Global market scenario

European indices closed mixed on Friday. The French index fell while others gained marginally. The breakdown in US-China trade talks triggered caution.

In the US, the Dow Jones Industrial Average rose 54.34 points (0.13 percent) to end at 42,270.07. The S&P 100 closed marginally lower by 0.48 points (0.01 per cent) at 5,911.69, while the Nasdaq Composite fell 62.11 points (0.32 percent) to close at 19,113.77.

Asian markets also started Monday on a weak note. Japan’s Nikkei was down 1.25 per cent, and the Hang Seng Index in Hong Kong also traded lower. Chinese markets were closed for a holiday.

Indian markets

Indian equities remained gripped by uncertainty on Friday. After a volatile start, benchmark indices slipped further. Sectors including IT, metals, auto, FMCG, consumer durables, pharma, oil, and healthcare all ended lower.

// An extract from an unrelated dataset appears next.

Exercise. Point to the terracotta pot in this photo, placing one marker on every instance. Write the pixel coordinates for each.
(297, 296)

The Nifty closed down 82.90 points (0.33 percent) at 24,750.70, while the Sensex lost 182.01 points (0.22 percent) to end at 81,451.01. However, Bank Nifty climbed 203.65 points (0.37 percent) to close at 55,749.70.

Midcap and smallcap indices were largely flat. The Nifty Midcap 100 declined 37.25 points (0.06 percent) to 57,420.00, and the Nifty Smallcap 100 dipped 6.10 points (0.03 percent) to 17,883.30.

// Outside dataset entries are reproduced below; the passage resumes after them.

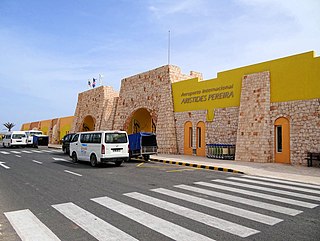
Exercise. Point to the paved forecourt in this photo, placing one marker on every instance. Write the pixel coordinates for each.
(256, 209)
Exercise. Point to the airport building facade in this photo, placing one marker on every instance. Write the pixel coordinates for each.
(269, 111)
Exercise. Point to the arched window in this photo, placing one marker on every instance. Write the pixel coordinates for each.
(188, 138)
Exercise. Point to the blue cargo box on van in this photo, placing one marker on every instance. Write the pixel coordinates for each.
(142, 144)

Market breadth remained negative, with 1,814 stocks advancing and 2,181 declining on the BSE. On the NSE, 1,299 stocks rose while 1,581 fell. Notably, 64 stocks hit 52-week highs, while 23 touched new lows.

Foreign institutional investors (FIIs) sold equities worth ₹6,449.74 crore in the cash segment, while domestic institutional investors (DIIs) purchased shares worth ₹9,095.91 crore.

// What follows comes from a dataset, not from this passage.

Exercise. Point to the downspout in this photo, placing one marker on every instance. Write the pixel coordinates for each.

The Nifty attempted to breach the 25,000 mark but failed to hold gains, with support seen at 24,700. A break below this could take the index towards 24,450–24,500. Key resistance levels are placed at 24,835 and 24,925.

Gold fluctuates amid trade rhetoric

Gold prices fell more than 2 percent last week on a stronger dollar and easing trade concerns but rebounded nearly 1 per cent at the start of this week after renewed tariff threats from Trump.

Despite a minor uptick in US retail inflation, markets do not expect a rate cut at the Federal Reserve’s June 18 FOMC meeting.

Gold closed at $3,290.30 per ounce on Friday after breaching the $3,300 support. Early Monday trading saw it jump to $3,322 before easing to $3,310. In Kerala, gold rose ₹200 on Friday to ₹71,360 per sovereign.

Silver prices rose to $33.19 per ounce.

Rubber fell 2.53 per cent to 162 cents/kg in the global market. Cocoa plunged 6.5 per cent to $9,762.61 per tonne. Coffee and tea prices also softened.

Currencies

The dollar index was volatile on Friday, closing at 99.33, up from the previous day’s 99.28. On Monday morning, it slipped to 99.24. The euro weakened to $1.1366, and the pound traded at $1.348. The yen weakened to 143.65 per dollar. US 10-year treasury yields rose to 4.42 per cent.

The rupee closed at 85.57 per dollar on Friday, down 7 paise. The Chinese yuan remained steady at 7.20 per dollar.

Cryptocurrencies under pressure

Cryptocurrencies continued to struggle. Bitcoin fell back to $104,000, and Ethereum dropped below $2,500, highlighting continued investor caution in digital assets.